Son and former Federated Farmers national president and 2014 Agricultural Communicator of the Year Bruce Wills said last night from family property Trelinnoe that another day of searching yesterday provided no clues about his 77-year-old mother's whereabouts.
Suffering alzheimer's, she has not seen since she left the homestead to feed the chickens at the property about 6km off State Highway 2 and just east of Te Pohue, about 6pm on Tuesday.
While Mr Wills was absent in Wellington, other family members began looking for her only a short time after she was last seen.
The Lowe Corporation Hawke's Bay rescue helicopter joined a search soon after police were alerted, and specialist land search crews worked through the area and the next day, bolstered by dozens of neighbours and friends who expanded the search in rain on Thursday.
Mr Wills said yesterday that with searchers having gone over 12ha of the Trelinnoe gardens several times, the hunt in improved weather spread further afield yesterday, concentrating on roadsides as far away as the Napier-Taupo highway - "both north and south".
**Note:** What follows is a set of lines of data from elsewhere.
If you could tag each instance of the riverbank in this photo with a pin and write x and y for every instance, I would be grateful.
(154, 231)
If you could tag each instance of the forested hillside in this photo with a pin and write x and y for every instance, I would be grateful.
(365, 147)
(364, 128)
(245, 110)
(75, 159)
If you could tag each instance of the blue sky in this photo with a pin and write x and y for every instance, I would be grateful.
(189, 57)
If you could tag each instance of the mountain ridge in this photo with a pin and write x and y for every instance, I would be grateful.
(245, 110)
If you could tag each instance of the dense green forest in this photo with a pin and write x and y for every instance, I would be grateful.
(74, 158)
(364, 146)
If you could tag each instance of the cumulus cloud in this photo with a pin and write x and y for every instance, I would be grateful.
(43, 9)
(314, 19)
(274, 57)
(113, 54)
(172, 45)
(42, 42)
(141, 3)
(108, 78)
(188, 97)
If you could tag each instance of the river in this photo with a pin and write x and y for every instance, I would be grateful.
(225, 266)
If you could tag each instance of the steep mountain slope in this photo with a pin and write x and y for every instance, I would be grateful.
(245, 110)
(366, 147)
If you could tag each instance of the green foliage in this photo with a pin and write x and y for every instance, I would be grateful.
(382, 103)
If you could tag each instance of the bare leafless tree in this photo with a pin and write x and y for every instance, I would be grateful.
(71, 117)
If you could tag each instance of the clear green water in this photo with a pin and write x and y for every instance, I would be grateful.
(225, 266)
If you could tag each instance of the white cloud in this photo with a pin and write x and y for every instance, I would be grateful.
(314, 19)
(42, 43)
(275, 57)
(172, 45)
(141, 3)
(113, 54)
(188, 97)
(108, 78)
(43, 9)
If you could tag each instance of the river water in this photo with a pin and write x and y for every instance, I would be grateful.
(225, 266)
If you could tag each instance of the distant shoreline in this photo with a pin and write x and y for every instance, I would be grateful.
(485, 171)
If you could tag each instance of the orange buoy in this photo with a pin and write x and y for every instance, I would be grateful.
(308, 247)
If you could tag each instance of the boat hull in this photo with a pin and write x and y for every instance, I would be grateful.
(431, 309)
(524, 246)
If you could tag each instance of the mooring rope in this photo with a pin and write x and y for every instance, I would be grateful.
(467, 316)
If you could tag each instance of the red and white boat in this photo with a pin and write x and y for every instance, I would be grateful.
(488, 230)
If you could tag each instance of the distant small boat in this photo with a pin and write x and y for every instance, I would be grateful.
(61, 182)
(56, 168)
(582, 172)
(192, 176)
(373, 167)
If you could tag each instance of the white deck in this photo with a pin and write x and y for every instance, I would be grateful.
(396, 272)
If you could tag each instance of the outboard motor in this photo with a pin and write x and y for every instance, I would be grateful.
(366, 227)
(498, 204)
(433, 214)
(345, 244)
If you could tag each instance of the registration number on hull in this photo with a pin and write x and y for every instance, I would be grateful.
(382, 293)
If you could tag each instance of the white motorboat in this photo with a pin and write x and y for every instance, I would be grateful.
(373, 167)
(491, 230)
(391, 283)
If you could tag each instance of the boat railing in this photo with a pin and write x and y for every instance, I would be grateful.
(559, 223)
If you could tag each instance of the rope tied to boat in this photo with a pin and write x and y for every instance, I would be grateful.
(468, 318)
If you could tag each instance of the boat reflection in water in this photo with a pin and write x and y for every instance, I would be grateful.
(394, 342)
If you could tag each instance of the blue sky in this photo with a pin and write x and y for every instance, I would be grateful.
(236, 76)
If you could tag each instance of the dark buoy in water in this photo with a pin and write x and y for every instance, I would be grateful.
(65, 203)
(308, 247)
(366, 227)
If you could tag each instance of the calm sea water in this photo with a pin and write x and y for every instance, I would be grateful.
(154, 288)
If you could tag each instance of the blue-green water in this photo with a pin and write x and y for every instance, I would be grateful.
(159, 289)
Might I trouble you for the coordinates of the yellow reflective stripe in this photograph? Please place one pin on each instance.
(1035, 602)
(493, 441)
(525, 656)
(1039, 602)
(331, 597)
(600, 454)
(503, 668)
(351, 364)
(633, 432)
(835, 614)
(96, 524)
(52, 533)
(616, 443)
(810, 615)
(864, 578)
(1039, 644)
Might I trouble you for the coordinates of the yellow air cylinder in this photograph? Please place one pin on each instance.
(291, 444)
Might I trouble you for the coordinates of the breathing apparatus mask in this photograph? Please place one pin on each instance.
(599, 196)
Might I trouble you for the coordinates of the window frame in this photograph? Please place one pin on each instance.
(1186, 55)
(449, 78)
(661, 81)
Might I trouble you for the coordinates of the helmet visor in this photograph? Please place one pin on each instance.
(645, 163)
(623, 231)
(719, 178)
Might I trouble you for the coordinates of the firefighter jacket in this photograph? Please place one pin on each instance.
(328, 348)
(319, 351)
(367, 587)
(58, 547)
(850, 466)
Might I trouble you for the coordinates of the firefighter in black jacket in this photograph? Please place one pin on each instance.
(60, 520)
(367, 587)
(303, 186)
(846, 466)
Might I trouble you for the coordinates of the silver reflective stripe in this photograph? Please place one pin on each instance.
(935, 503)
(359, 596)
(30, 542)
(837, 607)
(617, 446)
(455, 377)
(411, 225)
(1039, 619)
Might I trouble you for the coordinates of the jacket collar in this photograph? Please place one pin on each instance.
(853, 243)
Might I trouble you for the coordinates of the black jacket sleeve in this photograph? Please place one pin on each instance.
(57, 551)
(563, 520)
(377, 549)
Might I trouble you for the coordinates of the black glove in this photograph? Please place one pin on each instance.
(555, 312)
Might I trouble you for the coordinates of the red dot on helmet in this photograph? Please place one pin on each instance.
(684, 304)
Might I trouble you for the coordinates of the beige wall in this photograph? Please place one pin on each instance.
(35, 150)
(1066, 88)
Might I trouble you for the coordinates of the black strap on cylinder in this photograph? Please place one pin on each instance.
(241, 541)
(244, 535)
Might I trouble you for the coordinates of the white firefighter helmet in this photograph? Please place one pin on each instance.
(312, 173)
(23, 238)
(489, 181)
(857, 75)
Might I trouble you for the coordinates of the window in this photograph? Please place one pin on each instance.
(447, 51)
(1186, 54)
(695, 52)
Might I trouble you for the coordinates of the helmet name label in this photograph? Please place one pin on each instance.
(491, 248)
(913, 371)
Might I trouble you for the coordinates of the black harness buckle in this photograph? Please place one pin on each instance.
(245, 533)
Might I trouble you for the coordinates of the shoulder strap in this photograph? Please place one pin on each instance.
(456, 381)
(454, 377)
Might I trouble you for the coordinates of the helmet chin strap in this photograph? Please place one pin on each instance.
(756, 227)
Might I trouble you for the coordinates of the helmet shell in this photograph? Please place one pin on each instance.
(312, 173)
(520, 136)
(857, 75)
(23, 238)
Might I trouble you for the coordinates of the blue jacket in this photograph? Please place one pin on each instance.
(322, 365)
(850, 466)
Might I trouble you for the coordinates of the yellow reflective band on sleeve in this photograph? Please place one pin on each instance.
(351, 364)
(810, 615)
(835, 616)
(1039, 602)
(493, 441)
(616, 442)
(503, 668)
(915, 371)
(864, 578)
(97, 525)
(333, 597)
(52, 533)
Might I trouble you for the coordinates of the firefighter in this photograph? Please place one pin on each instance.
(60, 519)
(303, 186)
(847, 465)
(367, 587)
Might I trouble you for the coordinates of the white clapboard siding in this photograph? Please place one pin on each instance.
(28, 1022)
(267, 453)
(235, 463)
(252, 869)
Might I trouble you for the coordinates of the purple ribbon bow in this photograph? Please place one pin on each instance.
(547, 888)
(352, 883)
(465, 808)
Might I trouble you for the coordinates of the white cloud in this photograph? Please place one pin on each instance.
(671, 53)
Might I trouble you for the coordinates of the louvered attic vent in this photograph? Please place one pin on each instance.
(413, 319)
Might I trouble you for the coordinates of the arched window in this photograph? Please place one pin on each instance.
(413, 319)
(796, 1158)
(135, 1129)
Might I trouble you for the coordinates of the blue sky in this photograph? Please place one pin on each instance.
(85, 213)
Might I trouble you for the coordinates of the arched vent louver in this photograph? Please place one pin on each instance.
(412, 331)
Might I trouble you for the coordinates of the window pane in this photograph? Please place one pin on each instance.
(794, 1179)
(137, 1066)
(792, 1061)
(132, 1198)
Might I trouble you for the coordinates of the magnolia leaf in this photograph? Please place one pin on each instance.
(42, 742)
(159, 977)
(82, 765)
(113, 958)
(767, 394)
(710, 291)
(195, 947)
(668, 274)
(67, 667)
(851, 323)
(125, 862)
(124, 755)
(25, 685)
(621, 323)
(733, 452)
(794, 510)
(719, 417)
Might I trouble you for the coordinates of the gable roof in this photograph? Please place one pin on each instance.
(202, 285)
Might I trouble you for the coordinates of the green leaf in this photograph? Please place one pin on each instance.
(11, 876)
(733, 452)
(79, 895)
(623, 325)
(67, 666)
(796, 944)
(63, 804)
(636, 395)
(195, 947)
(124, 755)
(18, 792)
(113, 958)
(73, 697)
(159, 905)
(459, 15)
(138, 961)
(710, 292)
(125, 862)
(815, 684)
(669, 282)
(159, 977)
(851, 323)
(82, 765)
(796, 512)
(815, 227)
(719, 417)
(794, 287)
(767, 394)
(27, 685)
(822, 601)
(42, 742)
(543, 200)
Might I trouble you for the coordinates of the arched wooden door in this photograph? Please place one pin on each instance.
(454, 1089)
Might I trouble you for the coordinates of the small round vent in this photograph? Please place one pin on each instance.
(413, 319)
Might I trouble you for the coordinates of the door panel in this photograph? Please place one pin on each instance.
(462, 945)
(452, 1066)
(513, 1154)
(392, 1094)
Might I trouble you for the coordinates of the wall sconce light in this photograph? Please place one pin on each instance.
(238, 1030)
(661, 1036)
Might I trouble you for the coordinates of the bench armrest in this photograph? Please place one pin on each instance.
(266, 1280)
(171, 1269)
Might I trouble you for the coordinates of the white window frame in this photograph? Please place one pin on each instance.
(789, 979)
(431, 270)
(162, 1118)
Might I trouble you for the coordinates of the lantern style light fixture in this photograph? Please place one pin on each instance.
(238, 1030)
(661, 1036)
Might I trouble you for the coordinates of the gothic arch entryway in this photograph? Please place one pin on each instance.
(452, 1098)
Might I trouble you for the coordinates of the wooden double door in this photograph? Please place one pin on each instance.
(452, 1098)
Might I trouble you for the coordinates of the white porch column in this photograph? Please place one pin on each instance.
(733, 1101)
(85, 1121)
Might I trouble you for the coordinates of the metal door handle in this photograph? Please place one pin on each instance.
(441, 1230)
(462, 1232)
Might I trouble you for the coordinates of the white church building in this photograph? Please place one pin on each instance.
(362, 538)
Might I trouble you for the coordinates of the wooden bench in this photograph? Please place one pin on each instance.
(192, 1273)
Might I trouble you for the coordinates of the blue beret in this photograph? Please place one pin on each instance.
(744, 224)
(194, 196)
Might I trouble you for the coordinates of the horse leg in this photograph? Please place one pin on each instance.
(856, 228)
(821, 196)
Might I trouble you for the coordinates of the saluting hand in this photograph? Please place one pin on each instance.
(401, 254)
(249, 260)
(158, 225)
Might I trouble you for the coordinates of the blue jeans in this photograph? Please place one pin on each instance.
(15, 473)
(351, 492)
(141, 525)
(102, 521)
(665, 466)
Among those who joined yesterday's search was Mr Wills' aerial spreading contractor, Bruce Peterson, of Aerospread, and commercial helicopter pilot Rick Graham, who conducted voluntary searches from the air, and another of Mr Wills' sons, Matt, who had left his dairying in Canterbury so he could help.
"I'm very humbled," said Mr Wills, who was still mystified by the inability to find even the 30cm-high, 5-litre clear plastic jug Mrs Wills had to feed the chickens, which were in a roost barely 50 metres from the homestead.
Mr Wills said: "The only bit of the gardens we haven't seen is the bottoms of the six lakes.
"What we do know, from everything we've considered, that she is either very close, or somehow has managed to make her way far away," he said.
"It is Day 4. But miracles can happen, so we are still hopeful.
"We really do appeal to anybody who thinks they may have seen her, anywhere," Mr Wills said.